Liebe Leserin, lieber Leser!

Seit Mittwoch ist bei uns in Niedersachsen die Schule aus, die großen Ferien haben begonnen. Und die eine oder der andere von uns hat in der Familie etwas mitbekommen von der Erleichterung eines Schulkindes. Für uns aber heißt es heute morgen: Wieder in die Schule gehen. Der Text, der für die Predigt dieses Sonntags vorgesehen ist, kommt aus einer Schule und ist darauf angelegt, seine Leser und Hörer in diese Schule einzubeziehen. Es ist die Schule, die sich nach dem Apostel Paulus nennt. Der hat mit seinem Leben und Wirken Schüler gefunden. Und diese Männer und hier und da auch Frauen haben seine Lehre auch nach seinem Tod weiterverbreitetet. Sie haben die Leitung der von ihm gegründeten Gemeinden übernommen. Inmitten einer Welt, die voll war von religiösen Strömungen aller Art, haben sie dafür gesorgt, dass die christlichen Gemeinden auf Kurs blieben. Sie haben den Gemeinden feste Ordnungen gegeben, haben die Amtsträger geschult und Katechismen verfasst, damit auch den nachwachsenden Generationen klar war, was christlich ist und was nicht.

Wie der Apostel selbst haben auch seine Schüler Briefe geschrieben.

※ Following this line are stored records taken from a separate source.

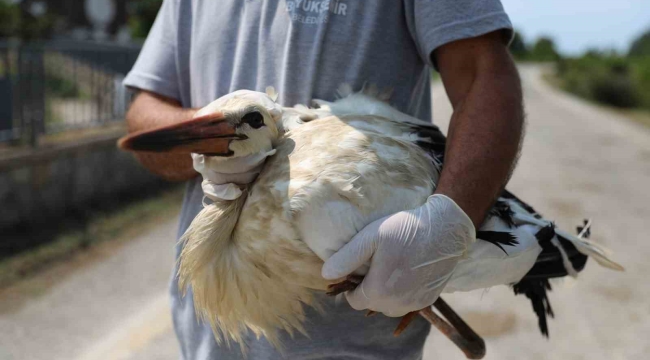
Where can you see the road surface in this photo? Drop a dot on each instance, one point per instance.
(578, 161)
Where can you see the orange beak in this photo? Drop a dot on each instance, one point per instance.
(209, 135)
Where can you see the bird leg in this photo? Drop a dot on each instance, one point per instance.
(457, 330)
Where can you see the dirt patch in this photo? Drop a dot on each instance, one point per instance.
(491, 325)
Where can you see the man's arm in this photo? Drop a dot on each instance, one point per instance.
(486, 127)
(148, 111)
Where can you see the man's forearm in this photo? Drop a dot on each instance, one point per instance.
(149, 111)
(484, 138)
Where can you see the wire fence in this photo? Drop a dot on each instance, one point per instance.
(53, 87)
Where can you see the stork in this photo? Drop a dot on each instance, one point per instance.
(254, 261)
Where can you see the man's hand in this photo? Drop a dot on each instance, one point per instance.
(412, 255)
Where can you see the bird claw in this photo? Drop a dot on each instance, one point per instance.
(470, 343)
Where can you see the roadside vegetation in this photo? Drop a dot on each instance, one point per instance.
(115, 226)
(607, 77)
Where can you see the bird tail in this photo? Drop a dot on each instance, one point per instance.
(601, 254)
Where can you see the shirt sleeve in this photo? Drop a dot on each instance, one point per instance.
(434, 23)
(155, 69)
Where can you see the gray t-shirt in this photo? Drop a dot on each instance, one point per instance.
(200, 50)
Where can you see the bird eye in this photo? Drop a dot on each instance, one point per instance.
(254, 119)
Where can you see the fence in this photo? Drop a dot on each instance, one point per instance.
(48, 88)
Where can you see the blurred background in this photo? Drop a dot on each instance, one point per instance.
(87, 236)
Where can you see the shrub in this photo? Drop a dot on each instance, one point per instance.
(616, 90)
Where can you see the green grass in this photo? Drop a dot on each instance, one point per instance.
(120, 224)
(639, 115)
(607, 79)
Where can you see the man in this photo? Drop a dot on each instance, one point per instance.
(201, 50)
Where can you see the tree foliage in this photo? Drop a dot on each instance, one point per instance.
(641, 46)
(518, 47)
(17, 22)
(142, 14)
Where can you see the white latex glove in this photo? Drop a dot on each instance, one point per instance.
(412, 255)
(222, 177)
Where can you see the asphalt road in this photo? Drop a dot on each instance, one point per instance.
(578, 161)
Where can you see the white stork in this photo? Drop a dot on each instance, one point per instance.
(253, 262)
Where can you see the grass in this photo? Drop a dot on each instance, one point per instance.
(119, 225)
(639, 115)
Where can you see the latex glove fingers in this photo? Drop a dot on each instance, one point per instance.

Drei von diesen Briefen sind in Neuen Testament erhalten. Sie sind nicht an Gemeinden gerichtet, sondern an die Leiter der Gemeinden einer ganzen Region, also an frühe Regionalbischöfe. Diese Briefe werden nach den Adressaten Timotheus und Titus benannt. Als Autor dieser Briefe haben die Verfasser den Apostel Paulus selbst benannt, obwohl der, wie die Empfänger ja auch wussten, schon längst nicht mehr am Leben war. Der Stil, in dem diese Briefe verfasst sind, die Worte, die gebraucht werden, die Zeitumstände, die erkennbar werden haben sich gegenüber den echten Paulusbriefen auch deutlich verändert. Wenn der Apostel trotzdem als Absender bezeichnet wird, dann ist das – anders, als man lange Zeit gemeint hat – keine bewusste Fälschung. Nein, das entspricht der Art, die auch in anderen philosophischen und religiösen Schulen der damaligen Zeit gang und gebe war. Die Verfasser wollten von Anfang an deutlich machen, in wessen Geist sie schrieben, von wem sie ihre Lehre hatten. Vergleichbares kennen wir auch heute. Da wird jeder Brief, den ein Angestellter der Stadtverwaltung schreibt – ganz gleich aus welcher Abteilung – immer überschrieben mit: „Der Oberbürgermeister“. Oder denken wir an unsere Landeskirche. Ganz gleich, wer da Bischof oder Bischöfin ist, immer nennt sie sich immer noch „lutherisch“. Also nicht mit Fälschungen haben wir es bei diesen drei nachpaulinischen Briefen zu tun, sondern mit Dokumenten, die sich dem Geist und der Autorität des Heidenapostels unterordnen.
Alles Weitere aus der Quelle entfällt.